Dumbbell Walking Lunges: Stand with feet together, arms by sides, holding a heavy dumbbell in each hand. Lunge forward with the right foot, bending knees to 90 degrees. Switch legs and repeat, alternating sides for eight reps on each side.
Dumbbell Front Squats: Stand with feet shoulder-width apart, holding a dumbbell in each hand, dumbbells resting on shoulders, and your bent elbows up in front of you. Drive the hips back to squat as low as possible while keeping your chest up and back flat. Press through heels to stand. Do 12 reps.

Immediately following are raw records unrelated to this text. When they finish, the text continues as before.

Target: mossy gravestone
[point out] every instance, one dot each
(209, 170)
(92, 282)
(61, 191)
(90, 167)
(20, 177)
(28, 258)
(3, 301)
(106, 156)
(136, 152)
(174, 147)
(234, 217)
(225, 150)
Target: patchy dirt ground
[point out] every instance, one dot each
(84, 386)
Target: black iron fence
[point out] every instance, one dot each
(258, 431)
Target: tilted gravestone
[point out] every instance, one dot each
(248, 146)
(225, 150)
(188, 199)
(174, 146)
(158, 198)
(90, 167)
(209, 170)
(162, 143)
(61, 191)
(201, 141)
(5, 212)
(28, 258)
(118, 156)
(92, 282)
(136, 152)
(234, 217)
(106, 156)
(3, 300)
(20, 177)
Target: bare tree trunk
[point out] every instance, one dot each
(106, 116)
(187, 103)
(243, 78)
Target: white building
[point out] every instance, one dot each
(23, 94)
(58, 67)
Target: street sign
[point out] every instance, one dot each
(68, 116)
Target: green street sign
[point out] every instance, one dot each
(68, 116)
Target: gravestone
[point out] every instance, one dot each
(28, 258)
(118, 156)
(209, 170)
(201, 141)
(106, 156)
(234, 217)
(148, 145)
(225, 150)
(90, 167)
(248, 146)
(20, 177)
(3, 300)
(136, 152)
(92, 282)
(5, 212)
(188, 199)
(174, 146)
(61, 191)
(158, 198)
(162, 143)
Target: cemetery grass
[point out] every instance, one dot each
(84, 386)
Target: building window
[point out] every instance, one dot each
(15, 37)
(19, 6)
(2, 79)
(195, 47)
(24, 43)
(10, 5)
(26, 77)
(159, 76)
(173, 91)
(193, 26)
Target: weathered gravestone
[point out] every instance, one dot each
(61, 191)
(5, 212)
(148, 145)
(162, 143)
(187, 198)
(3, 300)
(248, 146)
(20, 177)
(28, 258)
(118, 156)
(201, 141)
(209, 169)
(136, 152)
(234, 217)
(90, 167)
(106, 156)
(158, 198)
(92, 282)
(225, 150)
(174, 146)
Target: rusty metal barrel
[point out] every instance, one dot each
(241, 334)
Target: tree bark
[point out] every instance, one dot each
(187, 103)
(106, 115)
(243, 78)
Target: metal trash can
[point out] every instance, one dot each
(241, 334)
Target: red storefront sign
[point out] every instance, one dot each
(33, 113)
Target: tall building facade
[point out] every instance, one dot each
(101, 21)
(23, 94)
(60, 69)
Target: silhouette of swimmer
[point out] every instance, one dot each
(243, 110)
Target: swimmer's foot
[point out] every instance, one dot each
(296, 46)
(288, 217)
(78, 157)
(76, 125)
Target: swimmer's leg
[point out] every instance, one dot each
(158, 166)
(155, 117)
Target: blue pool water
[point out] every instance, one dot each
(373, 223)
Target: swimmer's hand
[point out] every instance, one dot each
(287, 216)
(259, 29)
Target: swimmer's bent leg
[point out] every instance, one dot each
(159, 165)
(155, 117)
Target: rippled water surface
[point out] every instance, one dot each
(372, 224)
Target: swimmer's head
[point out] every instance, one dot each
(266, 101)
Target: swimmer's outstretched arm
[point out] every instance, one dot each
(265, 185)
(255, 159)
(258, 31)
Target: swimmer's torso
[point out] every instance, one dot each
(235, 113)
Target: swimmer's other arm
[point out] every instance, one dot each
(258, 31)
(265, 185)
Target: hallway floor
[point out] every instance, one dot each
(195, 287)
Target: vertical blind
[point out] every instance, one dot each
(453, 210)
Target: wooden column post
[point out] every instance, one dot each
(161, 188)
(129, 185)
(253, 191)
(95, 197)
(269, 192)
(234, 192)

Weighted Bridges: Lie faceup on floor with knees bent, feet flat on floor, holding a dumbbell on top of each hip. Press through heels to drive hips as high as possible, hold one beat, then lower slowly back to start. Repeat for 15 reps.
Front-Loaded Side Lunges: Stand with feet shoulder-width apart, holding a dumbbell in each hand, elbows bent in front of you, dumbbells resting on shoulders. Lunge to the left side with the left leg, pushing your hips behind you and keeping right leg straight, chest up. Return to start. Switch sides and repeat for 10 reps on each side.
Prone Hamstring Curls: Start in modified plank position with your arms straight, hands under shoulders, back flat, and knees resting on the floor. Hold a dumbbell between your feet and curl it toward your glutes. Slowly return to the start position. Do 12 reps.